A reconstruction of the pterosaur, believed by scientists to be the largest flying animal ever to live, is a dramatic addition to the Museum of Natural History's Dinosaur and other Fossil Reptiles Hall, which opens to the public Friday.
Quetzalcoatlus -- the world's only life-size reincarnation -- is poised above the balcony devoted to flight, in a "slow banking dive to the left, his left wing tucked in a little more, his right wing more extended," says paleontologist Jessica Harrison.
The story begins in the early '70s, when Douglas A. Lawson, then a student at the University of Texas at Austin, discovered a number of wing bones from an unknown species of pterosaur in Big Bend National Park in West Texas.(The bones were later determined to be the remains of Quetzalcoatlus northropi.) These and a second group of fossil remains -- the scattered bones of at least a dozen smaller animals -- were the basis of the reconstruction.
A team of modelmakers at the Smithsonian's Office of Exhibits Central and paleontologist Harrison -- who had flown to Texas to study, measure and photograph the fossils -- and experts from Yale and the University of Texas pieced together what could be known about Quetzalcoatlus.
"You are interpolating between a number of fossil remains," says modelmaker Jim Reuter. "You pull together every bit of information about the animal, coupled with the best guess as to what the animal had to do to survive, filled in with what similar types of animals surviving today have to do."

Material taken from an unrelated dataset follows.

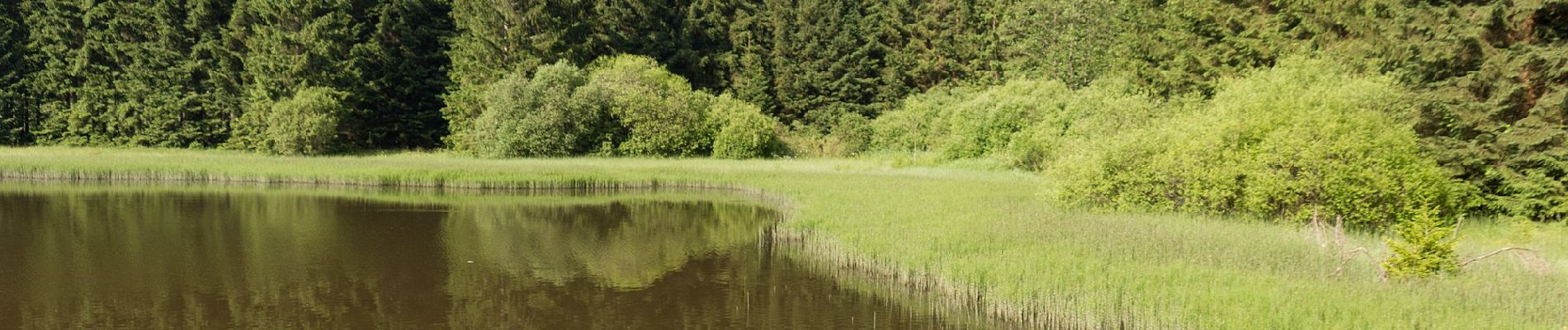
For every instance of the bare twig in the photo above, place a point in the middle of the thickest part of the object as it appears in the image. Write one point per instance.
(1346, 260)
(1496, 252)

The preliminary working models included a small-scale clay and wire model made by artist John Gurche, and a second, more detailed wood and fiberglass model by Harrison and model shop supervisor Walter Sorell. These were evaluted by pterosaur experts, including Smithsonian fossil reptile curator Dr. Nicholas Hotton.
"When we were happy with the model and had incorporated the corrections suggested by the experts," says Harrison, "we began the process of blowing it up, enlarging it, solving technical problems." (Among them: The model had to be light but very strong, with a weight limit of 500 pounds; the finished version weighs about 140 pounds.)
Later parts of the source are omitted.